Apply All Semantically-Lossless Normalizations

A set of normalizations that do not change the semantics of a URL are defined as Normalizer::PRESERVING_NORMALIZATIONS.

Read more about semantically-lossless normalizations to see what flags this applies.

<?php

use webignition\Url\Normalizer;
use webignition\Url\Url;

$url = new Url('http//♥.example.com:80/p%61th/../?option=%3f');
$normalizedUrl = Normalizer::normalize($url, Normalizer::PRESERVING_NORMALIZATIONS);

(string) $normalizedUrl;
// "http//xn--g6h.example.com:80/path/?option=%3F"

The flags argument of Normalizer::normalize() defaults to Normalizer::PRESERVING_NORMALIZATIONS.

The following is equivalent to the above:

<?php

use webignition\Url\Normalizer;
use webignition\Url\Url;

$url = new Url('http//♥.example.com:80/p%61th/../?option=%3f');
$normalizedUrl = Normalizer::normalize($url);

(string) $normalizedUrl;
// "http//xn--g6h.example.com:80/path/?option=%3F"

Semantically-Lossless Normalizations

There is a set of normalizations that do not change the semantics of a URL. These are defined as Normalizer::PRESERVING_NORMALIZATIONS. The normalizer applies this set of normalizations if no specific normalizations are requested.

<?php

use webignition\Url\Normalizer;
use webignition\Url\Url;

$url = new Url('http//♥.example.com:80/p%61th/../?option=%3f');
$normalizedUrl = Normalizer::normalize($url);

(string) $normalizedUrl;
// "http//xn--g6h.example.com:80/path/?option=%3F"

The Normalizer::PRESERVING_NORMALIZATIONS flag can be used in conjunction with additional normalizations.

<?php

use webignition\Url\Normalizer;
use webignition\Url\Url;

$url = new Url('http//♥.example.com:80/p%61th/../?option=%3f&b=bear&a-apple');
$normalizedUrl = Normalizer::normalize(
    $url,
    Normalizer::PRESERVING_NORMALIZATIONS |
    Normalizer::SORT_QUERY_PARAMETERS
);

(string) $normalizedUrl;
// "http//xn--g6h.example.com:80/path/?a=apple&bear&option=%3F"

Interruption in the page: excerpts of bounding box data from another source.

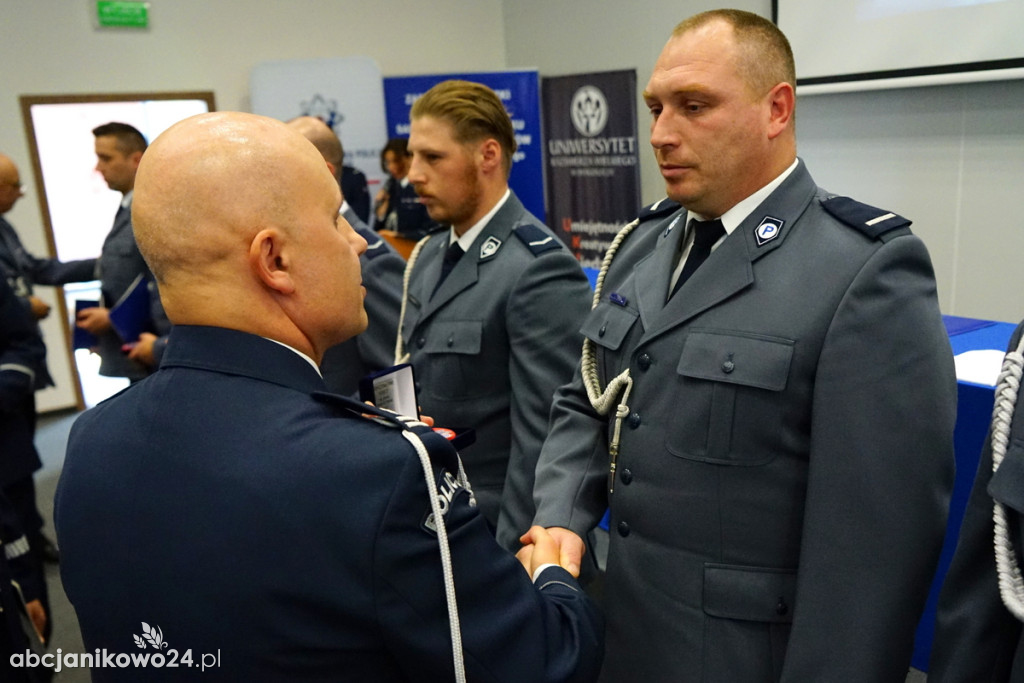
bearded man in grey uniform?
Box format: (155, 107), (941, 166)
(396, 81), (591, 551)
(536, 10), (956, 683)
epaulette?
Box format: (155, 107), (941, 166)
(821, 197), (910, 240)
(515, 223), (562, 256)
(637, 197), (683, 223)
(311, 391), (406, 429)
(311, 391), (459, 472)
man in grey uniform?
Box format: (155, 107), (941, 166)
(536, 10), (956, 683)
(76, 121), (171, 382)
(396, 81), (591, 550)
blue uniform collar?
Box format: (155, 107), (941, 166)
(160, 325), (327, 393)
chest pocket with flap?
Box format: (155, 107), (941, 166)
(666, 330), (795, 466)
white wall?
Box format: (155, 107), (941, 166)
(0, 0), (505, 410)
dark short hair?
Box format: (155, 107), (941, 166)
(672, 9), (797, 94)
(409, 81), (516, 175)
(92, 121), (148, 155)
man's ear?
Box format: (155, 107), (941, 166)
(767, 83), (797, 138)
(249, 227), (295, 294)
(476, 137), (502, 173)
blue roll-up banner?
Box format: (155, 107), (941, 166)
(384, 71), (545, 221)
(542, 71), (640, 269)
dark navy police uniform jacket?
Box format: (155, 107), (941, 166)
(56, 326), (602, 683)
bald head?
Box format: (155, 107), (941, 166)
(132, 112), (330, 283)
(288, 116), (345, 177)
(132, 112), (366, 358)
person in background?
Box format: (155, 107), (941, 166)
(0, 272), (52, 663)
(337, 137), (370, 224)
(525, 9), (956, 683)
(395, 81), (592, 550)
(288, 117), (406, 395)
(928, 323), (1024, 683)
(55, 112), (602, 683)
(0, 155), (96, 562)
(374, 137), (437, 240)
(76, 122), (170, 381)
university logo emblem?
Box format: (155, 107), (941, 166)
(569, 85), (608, 137)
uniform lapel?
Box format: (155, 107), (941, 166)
(636, 162), (816, 341)
(634, 210), (687, 330)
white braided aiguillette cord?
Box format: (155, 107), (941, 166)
(394, 236), (430, 366)
(401, 430), (466, 683)
(581, 218), (640, 417)
(992, 338), (1024, 621)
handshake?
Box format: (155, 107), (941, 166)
(515, 526), (585, 578)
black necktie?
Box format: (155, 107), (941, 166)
(430, 242), (466, 296)
(669, 218), (725, 299)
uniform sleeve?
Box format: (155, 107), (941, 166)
(534, 358), (609, 539)
(355, 245), (406, 370)
(497, 249), (593, 549)
(928, 324), (1024, 683)
(374, 432), (603, 683)
(781, 233), (956, 683)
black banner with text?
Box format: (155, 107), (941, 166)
(541, 71), (640, 268)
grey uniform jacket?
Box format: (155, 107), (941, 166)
(401, 194), (591, 549)
(536, 162), (956, 683)
(928, 323), (1024, 683)
(321, 207), (406, 395)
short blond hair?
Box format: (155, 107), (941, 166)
(672, 9), (797, 95)
(409, 81), (516, 175)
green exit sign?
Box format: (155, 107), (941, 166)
(96, 0), (150, 29)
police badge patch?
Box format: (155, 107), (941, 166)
(754, 216), (785, 247)
(480, 236), (502, 259)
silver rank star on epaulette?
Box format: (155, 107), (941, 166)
(480, 234), (502, 259)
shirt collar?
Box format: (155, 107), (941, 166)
(449, 187), (512, 252)
(263, 337), (324, 377)
(689, 159), (800, 234)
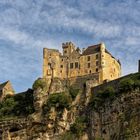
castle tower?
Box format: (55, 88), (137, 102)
(99, 42), (105, 81)
(138, 60), (140, 72)
(43, 48), (60, 79)
(62, 42), (75, 57)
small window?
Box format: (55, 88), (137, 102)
(96, 68), (99, 72)
(87, 56), (90, 61)
(70, 63), (73, 69)
(96, 61), (99, 66)
(96, 54), (99, 59)
(75, 62), (78, 68)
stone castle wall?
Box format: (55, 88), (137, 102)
(43, 42), (121, 83)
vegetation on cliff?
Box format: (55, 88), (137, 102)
(90, 73), (140, 109)
(0, 90), (34, 119)
(43, 93), (72, 113)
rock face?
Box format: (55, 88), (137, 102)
(88, 90), (140, 140)
(0, 76), (140, 140)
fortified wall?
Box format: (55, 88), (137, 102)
(43, 42), (121, 87)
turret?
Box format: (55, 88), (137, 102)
(62, 42), (75, 57)
(100, 43), (105, 68)
(138, 60), (140, 72)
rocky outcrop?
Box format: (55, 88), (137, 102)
(0, 75), (140, 140)
(88, 89), (140, 140)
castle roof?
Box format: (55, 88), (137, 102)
(82, 44), (101, 55)
(0, 81), (9, 90)
(82, 43), (121, 65)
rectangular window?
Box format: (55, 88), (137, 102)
(96, 54), (99, 59)
(96, 61), (99, 66)
(70, 63), (73, 69)
(96, 68), (98, 72)
(75, 62), (78, 68)
(87, 56), (90, 61)
(88, 63), (90, 68)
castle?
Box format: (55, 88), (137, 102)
(43, 42), (121, 87)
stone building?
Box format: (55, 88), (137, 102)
(0, 81), (15, 101)
(43, 42), (121, 87)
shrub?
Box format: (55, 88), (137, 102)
(134, 80), (140, 89)
(33, 78), (47, 90)
(119, 78), (134, 92)
(69, 87), (79, 100)
(90, 86), (115, 109)
(61, 132), (76, 140)
(43, 93), (71, 112)
(97, 86), (115, 99)
(0, 90), (34, 118)
(70, 117), (87, 137)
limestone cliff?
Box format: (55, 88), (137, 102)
(0, 74), (140, 140)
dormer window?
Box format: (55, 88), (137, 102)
(75, 62), (78, 68)
(96, 61), (99, 66)
(87, 56), (90, 61)
(70, 63), (73, 69)
(96, 54), (99, 59)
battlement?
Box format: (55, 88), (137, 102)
(43, 42), (121, 86)
(62, 42), (75, 48)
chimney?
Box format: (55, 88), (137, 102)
(138, 60), (140, 72)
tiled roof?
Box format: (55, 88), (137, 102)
(0, 81), (9, 90)
(82, 44), (101, 55)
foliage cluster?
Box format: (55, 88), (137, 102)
(33, 78), (47, 90)
(90, 86), (115, 108)
(90, 73), (140, 108)
(69, 87), (79, 100)
(70, 116), (87, 137)
(43, 92), (72, 113)
(119, 73), (140, 92)
(0, 90), (34, 119)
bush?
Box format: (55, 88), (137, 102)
(43, 93), (71, 112)
(134, 80), (140, 89)
(70, 117), (87, 137)
(61, 132), (76, 140)
(0, 90), (34, 118)
(119, 78), (134, 92)
(33, 78), (47, 90)
(90, 86), (115, 108)
(69, 87), (79, 100)
(97, 87), (115, 99)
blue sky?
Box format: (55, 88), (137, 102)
(0, 0), (140, 92)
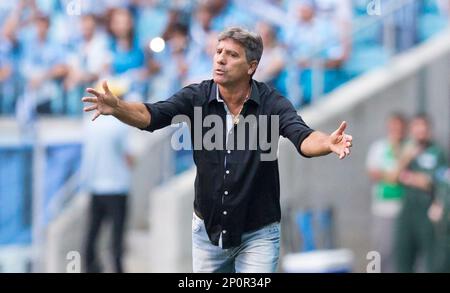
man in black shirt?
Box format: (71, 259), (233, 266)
(83, 28), (352, 272)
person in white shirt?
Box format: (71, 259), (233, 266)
(82, 83), (133, 273)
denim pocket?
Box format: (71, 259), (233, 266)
(192, 214), (203, 233)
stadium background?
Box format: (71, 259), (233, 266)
(0, 0), (450, 272)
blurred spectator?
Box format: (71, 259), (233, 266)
(82, 84), (133, 273)
(235, 0), (289, 27)
(189, 3), (213, 49)
(0, 36), (15, 114)
(183, 32), (217, 85)
(134, 0), (169, 47)
(109, 9), (144, 74)
(428, 166), (450, 273)
(254, 22), (286, 87)
(150, 23), (188, 101)
(394, 115), (447, 272)
(205, 0), (255, 32)
(367, 113), (407, 273)
(4, 1), (68, 114)
(108, 8), (147, 100)
(381, 0), (420, 53)
(64, 14), (111, 114)
(283, 0), (345, 107)
(315, 0), (352, 60)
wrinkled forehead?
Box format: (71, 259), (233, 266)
(217, 38), (245, 53)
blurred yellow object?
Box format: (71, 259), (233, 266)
(95, 78), (130, 97)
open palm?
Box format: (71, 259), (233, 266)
(82, 80), (120, 121)
(330, 121), (353, 159)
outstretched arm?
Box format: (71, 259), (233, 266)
(82, 81), (151, 128)
(299, 121), (353, 159)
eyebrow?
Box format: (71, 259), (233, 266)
(216, 47), (240, 56)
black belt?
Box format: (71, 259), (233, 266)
(194, 209), (203, 220)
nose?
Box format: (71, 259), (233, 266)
(216, 53), (225, 65)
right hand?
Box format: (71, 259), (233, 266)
(81, 80), (120, 121)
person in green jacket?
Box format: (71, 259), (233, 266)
(394, 114), (447, 272)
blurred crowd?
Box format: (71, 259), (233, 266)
(367, 113), (450, 273)
(0, 0), (449, 121)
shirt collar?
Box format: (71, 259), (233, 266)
(208, 79), (261, 105)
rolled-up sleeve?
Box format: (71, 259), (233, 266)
(141, 85), (198, 132)
(274, 96), (314, 158)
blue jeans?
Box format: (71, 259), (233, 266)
(192, 214), (280, 273)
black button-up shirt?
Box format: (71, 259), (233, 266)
(141, 80), (313, 249)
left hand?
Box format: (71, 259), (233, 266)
(330, 121), (353, 160)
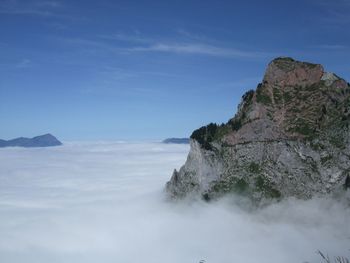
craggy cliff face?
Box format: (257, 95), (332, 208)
(166, 58), (350, 200)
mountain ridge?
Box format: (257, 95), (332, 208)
(0, 133), (62, 148)
(166, 57), (350, 200)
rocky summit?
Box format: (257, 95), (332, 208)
(166, 57), (350, 201)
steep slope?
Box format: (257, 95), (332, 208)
(166, 58), (350, 200)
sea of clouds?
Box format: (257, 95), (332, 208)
(0, 142), (350, 263)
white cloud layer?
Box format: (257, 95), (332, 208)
(0, 143), (350, 263)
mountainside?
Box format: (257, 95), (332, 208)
(0, 134), (62, 147)
(166, 57), (350, 200)
(162, 138), (190, 144)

Potentially-Lossy Normalizations

The reduce path slashes and sort query parameters normalizations are potentially lossy. Semantic equivalence may be commonly achieved but is not guaranteed.

Lossy Normalizations

Lossy normalizations change, to a greater or lesser extent, the semantics of a URL.